Der letzte Kreuzritter

Die Deutschen ausgeschieden – und keiner benennt das Problem

Deutschland hätte die beiden türkischstämmigen Fußballer Mesut Özil und Ilkay Gündogan zu Hause lassen müssen.

Bevor man mir auch noch Deutschenhass nachsagt, schicke ich ein Geständnis voraus: Seit dem Sommermärchen von 2006 habe ich dem deutschen Nationalteam immer wieder mal die Daumen gedrückt. Ich weiß, das ist ziemlich unösterreichisch. Ich mache das natürlich nur, wenn weder die Unseren noch andere Underdogs dabei sind. Aber mir imponiert die wissenschaftliche Leidenschaft, mit der Deutschland dem Fußball huldigt. Meist schaue ich Fußball mit deutschem Kommentar, er ist unfassbar sachkundig und benennt Fouls der eigenen Seite mit unumwundener Fairness. Zumindest Fußballer können am deutschen Wesen genesen.

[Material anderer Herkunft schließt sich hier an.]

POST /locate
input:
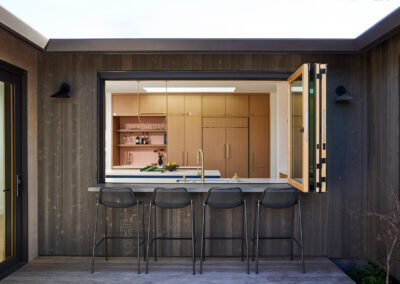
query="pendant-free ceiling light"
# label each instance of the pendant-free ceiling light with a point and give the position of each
(189, 89)
(63, 92)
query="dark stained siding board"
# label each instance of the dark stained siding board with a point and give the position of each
(383, 138)
(68, 159)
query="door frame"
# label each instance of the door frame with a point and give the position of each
(21, 215)
(102, 76)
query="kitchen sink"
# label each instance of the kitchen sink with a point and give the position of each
(217, 180)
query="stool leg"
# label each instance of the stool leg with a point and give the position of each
(193, 241)
(94, 235)
(148, 239)
(291, 241)
(144, 234)
(258, 233)
(203, 228)
(105, 230)
(254, 232)
(301, 239)
(247, 236)
(243, 224)
(138, 233)
(155, 232)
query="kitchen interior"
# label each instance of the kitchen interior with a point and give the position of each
(191, 130)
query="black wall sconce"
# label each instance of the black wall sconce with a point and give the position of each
(63, 92)
(342, 95)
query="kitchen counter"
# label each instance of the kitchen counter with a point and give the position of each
(136, 176)
(194, 185)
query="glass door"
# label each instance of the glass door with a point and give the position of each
(307, 128)
(10, 170)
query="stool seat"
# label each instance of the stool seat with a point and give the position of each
(225, 198)
(279, 198)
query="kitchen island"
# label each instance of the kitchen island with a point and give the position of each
(194, 185)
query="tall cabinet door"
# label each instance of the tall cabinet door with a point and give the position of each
(176, 139)
(192, 138)
(237, 152)
(214, 149)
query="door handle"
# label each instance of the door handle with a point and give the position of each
(19, 182)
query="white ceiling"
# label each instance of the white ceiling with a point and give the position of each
(200, 19)
(241, 86)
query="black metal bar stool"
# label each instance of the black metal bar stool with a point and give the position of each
(122, 197)
(279, 198)
(225, 198)
(169, 198)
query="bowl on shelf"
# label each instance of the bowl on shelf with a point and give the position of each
(171, 168)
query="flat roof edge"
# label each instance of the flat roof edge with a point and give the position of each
(199, 45)
(16, 26)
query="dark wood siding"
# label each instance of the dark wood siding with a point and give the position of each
(68, 156)
(383, 138)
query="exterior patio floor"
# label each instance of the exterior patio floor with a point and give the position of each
(176, 270)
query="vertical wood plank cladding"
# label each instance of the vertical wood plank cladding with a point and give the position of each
(68, 162)
(383, 138)
(19, 53)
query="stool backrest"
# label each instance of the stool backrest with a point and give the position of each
(171, 198)
(117, 197)
(225, 197)
(275, 197)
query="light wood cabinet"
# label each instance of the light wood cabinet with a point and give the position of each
(175, 104)
(193, 139)
(237, 152)
(214, 149)
(237, 105)
(259, 141)
(259, 172)
(153, 104)
(176, 139)
(259, 105)
(226, 149)
(124, 104)
(193, 105)
(213, 105)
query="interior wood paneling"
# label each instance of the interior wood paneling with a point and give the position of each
(68, 157)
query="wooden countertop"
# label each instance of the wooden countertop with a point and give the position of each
(247, 185)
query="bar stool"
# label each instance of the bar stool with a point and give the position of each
(225, 198)
(121, 197)
(169, 198)
(279, 198)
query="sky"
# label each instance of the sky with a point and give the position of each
(201, 18)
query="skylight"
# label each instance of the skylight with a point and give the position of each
(201, 19)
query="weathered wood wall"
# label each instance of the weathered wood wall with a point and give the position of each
(383, 139)
(68, 156)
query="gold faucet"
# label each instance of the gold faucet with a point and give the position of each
(200, 157)
(128, 158)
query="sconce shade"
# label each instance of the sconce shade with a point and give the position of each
(342, 95)
(63, 92)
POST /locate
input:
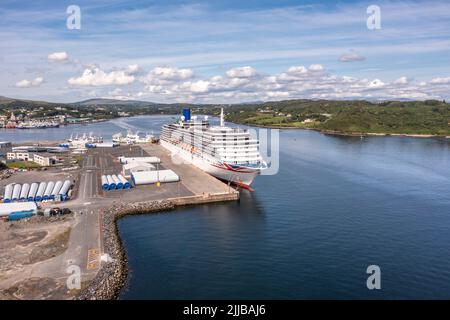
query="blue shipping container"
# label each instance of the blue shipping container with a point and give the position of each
(187, 114)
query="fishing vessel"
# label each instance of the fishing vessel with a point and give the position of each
(132, 138)
(37, 125)
(229, 154)
(81, 141)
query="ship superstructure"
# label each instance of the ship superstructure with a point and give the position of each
(230, 154)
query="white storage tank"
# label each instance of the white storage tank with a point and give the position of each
(24, 192)
(33, 189)
(55, 191)
(48, 190)
(111, 183)
(119, 184)
(125, 183)
(8, 193)
(105, 184)
(149, 177)
(40, 192)
(65, 189)
(16, 192)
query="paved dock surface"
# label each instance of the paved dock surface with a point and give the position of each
(90, 202)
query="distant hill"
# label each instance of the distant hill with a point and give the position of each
(92, 102)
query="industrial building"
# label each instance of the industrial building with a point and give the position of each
(37, 191)
(45, 159)
(129, 168)
(5, 144)
(113, 182)
(125, 160)
(149, 177)
(7, 209)
(19, 155)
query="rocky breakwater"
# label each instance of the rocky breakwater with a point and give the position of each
(113, 273)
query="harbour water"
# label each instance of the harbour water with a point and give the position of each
(337, 205)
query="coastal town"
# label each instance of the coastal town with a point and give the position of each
(60, 202)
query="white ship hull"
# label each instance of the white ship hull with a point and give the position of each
(242, 176)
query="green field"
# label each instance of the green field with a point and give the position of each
(393, 117)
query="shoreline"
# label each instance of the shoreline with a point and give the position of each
(350, 134)
(112, 276)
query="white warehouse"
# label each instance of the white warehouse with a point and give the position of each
(125, 160)
(133, 167)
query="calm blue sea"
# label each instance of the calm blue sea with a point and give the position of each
(336, 206)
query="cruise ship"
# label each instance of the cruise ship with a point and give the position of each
(226, 153)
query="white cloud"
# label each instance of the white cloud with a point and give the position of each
(241, 72)
(167, 74)
(402, 80)
(58, 57)
(376, 83)
(30, 83)
(445, 80)
(351, 57)
(316, 67)
(94, 76)
(170, 84)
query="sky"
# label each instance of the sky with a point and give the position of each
(221, 51)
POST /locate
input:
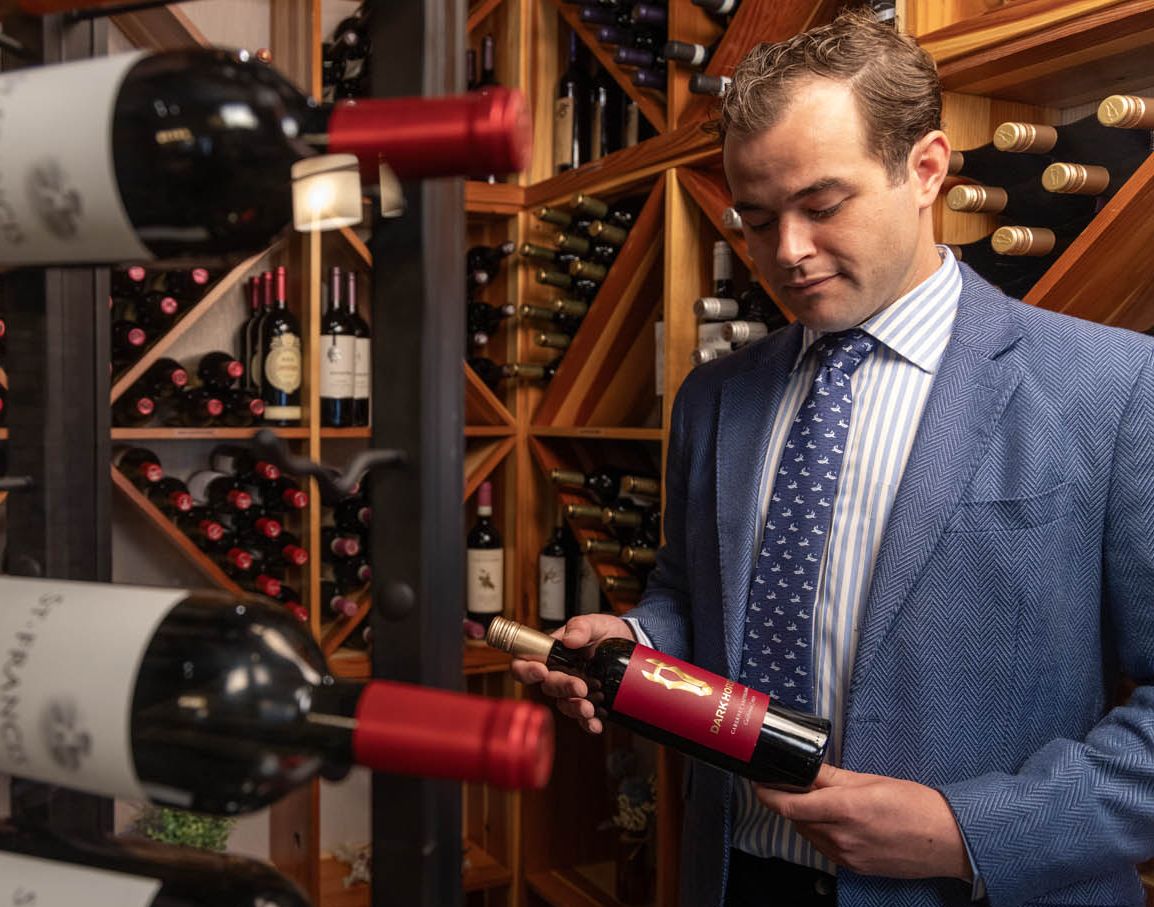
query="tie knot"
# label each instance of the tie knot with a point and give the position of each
(845, 350)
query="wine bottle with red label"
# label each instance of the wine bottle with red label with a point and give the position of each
(681, 705)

Am Mittwoch ist Deutschland ausgeschieden. Es war das erste Mal, dass Deutschland schon in der Gruppenphase einer WM ausschied. Da war der Wurm drin, die Mannschaft war verunsichert, die amtierenden Weltmeister scheiterten manchmal an der einfachsten Passannahme. Nun wühle ich mich durch deutsche Qualitätszeitungen, wie sie die Blamage erklären. Das Kernproblem finde ich aber nirgends beschrieben.

Früher hätte man es so benannt: Zwei deutsche Nationalspieler haben kurz vor der WM das Vaterland verraten. Mesut Özil und Ilkay Gündogan suchten in London den türkischen Präsidenten Erdoğan auf und schenkten ihm signierte Trikots. Auf einem Trikot stand handschriftlich: „Für meinen verehrten Präsidenten – hochachtungsvoll“. Sie wurden dennoch zur WM mitgenommen, Özil verschuldete auch gleich das erste Gegentor.

Deutschland hätte die beiden Türken zu Hause lassen müssen. Das offizielle Deutschland hingegen äußerte Verständnis für die Verehrer des Sultans. DFB-Präsident Grindel zollte ihnen „Respekt und Anerkennung“, DFB-Manager Bierhoff nannte sie „weiterhin gute Botschafter für Integration“ und Nationaltrainer Löw sagte: „Wir wissen alle, dass Mesut und Ilkay zu unseren Werten stehen.“

Die beiden wurden auch von ihrem zweiten verehrten Präsidenten empfangen. Steinmeier schwurbelte danach herum: „Wenn ich die beiden Aussagen ernst nehme – und ich habe keinen Anlass, das nicht zu tun –, dann haben die beiden jedenfalls erkannt, dass es für sie gut ist, sich zu diesem deutschen Staat und ihrem loyalen Verhältnis zu ihm zu bekennen und das entstandene Bild zu korrigieren.“ Hatten sich Özil und Gündogan entschuldigt? Das war laut Steinmeier „eine Interpretationsfrage“.

Merkel schließlich fand es „sehr berührend“, dass Gündogan trotzdem gesagt habe, er spiele gern für Deutschland. Dieselbe Kanzlerin blickte 2013 angewidert drein, als ihr Generalsekretär auf der Feier ihres größten Wahlsieges ein deutsches Fähnchen zu schwenken begann. Sie entriss ihm das Fähnchen und trug es weg. Merkel verkörpert die verkorkste Konstruktion von postnationalem Verfassungspatriotismus, mit der Europa ebenso wenig gedient ist wie mit deutschem Nationalismus.

So kam es, dass ich am Mittwoch zu Südkorea geholfen habe. Ich saß in einem apulischen Schanigarten, neun junge deutsche Frauen fieberten für Deutschland, eine hatte die deutsche Fahne auf ihre Wange gemalt. Bei einem herrlichen Primitivo hörte ich sie verzweifelt rechnen: „Mexiko muss nur drei Tore machen und wir eines.“ Ich hätte lieber Deutschland die Daumen gedrückt. Meine Hoffnung war jedoch, dass die Deutschen aus Schaden klug werden. Darauf hoffe ich weiter.

Martin Leidenfrost, Autor und Europareporter, lebt und arbeitet mit Familie im Burgenland.